A Humboldt couple says public response to the story of their almost $1 million U.S. hospital bill following the birth of the daughter has been overwhelming.

Darren Kimmel and Jennifer Huculak told their story to a national audience during a Wednesday morning appearance on CTV’s Canada AM.

“The support has been overwhelming, that people you don’t know have been phoning and wanting to donate,” Kimmel said. “It is something we never expected. When we did this story we didn’t expect it to go through social media like it has.”

The couple’s story first aired Monday on CTV Saskatoon and since then they have received messages of support on social media and phone calls from across the country by people who wanted to show their support.

“It is uplifting to know that somebody else actually cares. Before it got out in the media it seemed like you were fighting a two-person fight to get people’s support and to hear the good comments helps,” Kimmel told Canada AM.

Huculak was six months pregnant when she flew to Hawaii for a holiday with her husband in October 2013. Before her trip, she bought Blue Cross insurance and received approval from her doctor.

But two days into her trip, Huculak's water broke and she spent the next six weeks on bed rest in a Hawaiian hospital. Her daughter Reece was born nine weeks early and spent two months in intensive care.

While she's grateful that her 11-month-old daughter is now healthy, Huculak and her husband were left with a $950,000 medical bill.

Saskatchewan Blue Cross is refusing to pay any of the amount, arguing that Huculak had a pre-existing condition.

In a letter to Huculak, the company noted the following: "Ms. Huculak was diagnosed and treated for a high-risk pregnancy in the six months prior to departure. As Ms. Huculak is currently hospitalized and being treated for this high-risk pregnancy, any expenses incurred are not eligible under the terms of your policy."

But Huculak says she did not have a high-risk pregnancy, only bladder infection which led to bleeding and had cleared up before the trip. Her specialist at home in Saskatchewan has written to Blue Cross, saying that the bladder infection did not lead to Huculak's early labour. But her coverage was still denied.

“The doctor said the ultrasound showed four days before I flew down there it was a stable pregnancy that he saw no reason not for me not to go,” she told Canada AM.

“I think we did our due diligence,” Kimmel added. “We answered the questions we were asked when we purchased the policy. We answered them honestly. We tried to enjoy a holiday and we headed down there and had a very bad misfortune.

“I don’t think events leading up to leaving I don’t think we did anything wrong and that’s why the denial was so surprising. We purchased insurance for these reasons for when accidents happen and then when they get denied it causes quite a problem. We gladly paid our premiums, they should maybe gladly pay the bill.”
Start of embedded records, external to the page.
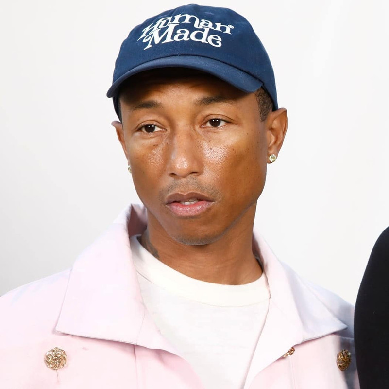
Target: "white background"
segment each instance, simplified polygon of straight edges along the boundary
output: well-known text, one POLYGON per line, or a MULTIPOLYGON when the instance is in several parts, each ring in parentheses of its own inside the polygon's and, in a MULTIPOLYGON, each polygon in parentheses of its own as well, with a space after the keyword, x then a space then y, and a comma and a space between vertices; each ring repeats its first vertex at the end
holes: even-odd
MULTIPOLYGON (((288 109, 256 226, 280 259, 355 302, 389 225, 388 2, 199 2, 250 20, 288 109)), ((181 4, 2 4, 0 294, 70 267, 138 201, 105 94, 130 30, 181 4)))

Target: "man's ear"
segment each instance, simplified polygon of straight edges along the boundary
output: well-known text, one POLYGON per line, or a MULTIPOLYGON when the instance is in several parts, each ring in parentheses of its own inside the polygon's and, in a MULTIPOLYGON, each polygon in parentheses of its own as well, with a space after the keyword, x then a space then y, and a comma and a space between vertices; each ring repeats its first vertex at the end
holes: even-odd
POLYGON ((124 131, 123 130, 123 124, 117 120, 114 120, 111 124, 116 130, 116 135, 118 136, 118 139, 121 144, 121 147, 123 148, 123 151, 126 156, 127 160, 128 160, 128 153, 127 150, 127 146, 126 146, 126 142, 124 140, 124 131))
MULTIPOLYGON (((278 156, 288 129, 287 110, 280 108, 269 113, 266 118, 268 140, 268 155, 278 156)), ((268 160, 268 163, 270 163, 268 160)))

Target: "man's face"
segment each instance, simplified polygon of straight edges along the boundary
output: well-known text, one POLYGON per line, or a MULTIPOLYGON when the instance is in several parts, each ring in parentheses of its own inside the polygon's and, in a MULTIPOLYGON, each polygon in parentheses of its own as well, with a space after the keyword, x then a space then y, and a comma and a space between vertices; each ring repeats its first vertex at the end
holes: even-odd
POLYGON ((152 72, 124 90, 120 106, 122 128, 115 126, 149 226, 202 245, 254 219, 272 141, 254 93, 202 73, 152 72))

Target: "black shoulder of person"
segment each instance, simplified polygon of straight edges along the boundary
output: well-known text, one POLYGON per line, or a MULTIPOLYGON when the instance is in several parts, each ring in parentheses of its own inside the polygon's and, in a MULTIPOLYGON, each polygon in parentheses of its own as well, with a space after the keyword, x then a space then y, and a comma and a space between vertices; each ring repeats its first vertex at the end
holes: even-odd
POLYGON ((354 331, 361 389, 389 388, 389 227, 368 262, 356 299, 354 331))

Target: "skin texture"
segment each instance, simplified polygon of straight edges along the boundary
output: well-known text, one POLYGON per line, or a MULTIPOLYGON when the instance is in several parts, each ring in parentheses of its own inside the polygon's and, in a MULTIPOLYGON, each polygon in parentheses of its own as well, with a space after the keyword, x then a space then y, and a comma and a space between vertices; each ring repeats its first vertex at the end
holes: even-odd
POLYGON ((286 110, 261 121, 254 94, 195 72, 149 72, 120 98, 122 122, 112 124, 148 210, 141 243, 189 277, 241 284, 262 273, 252 249, 256 202, 269 156, 278 155, 286 110), (151 132, 149 132, 151 131, 151 132), (175 214, 174 194, 196 192, 209 205, 175 214))

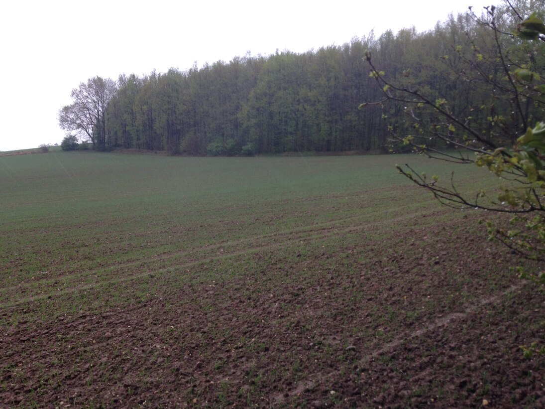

Social media has been abuzz with offers to contribute to the couple’s cause or suggestions of crowdfunding, but the couple says that not something they are seeking. They continue to believe Blue Cross was wrong to deny the claim and want the company to pay the bill.

The size of bill and the consideration of filing bankruptcy weighs on the couple, but while they hope for a resolution they are focusing on raising their family.

“It is something you think about every day, it really is. It never leaves your mind, as much as you try to put it out of your mind that may it will just go away it’s always going to be there and it is alwys something that has to be dealt with,” Kimmel said.

“Very few people in the world can come up with that kind of cash to pay that bill. We can’t put our life on hold to do it. We still have to live and work and raise out family and that stuff is more important than looking after the bill right now.”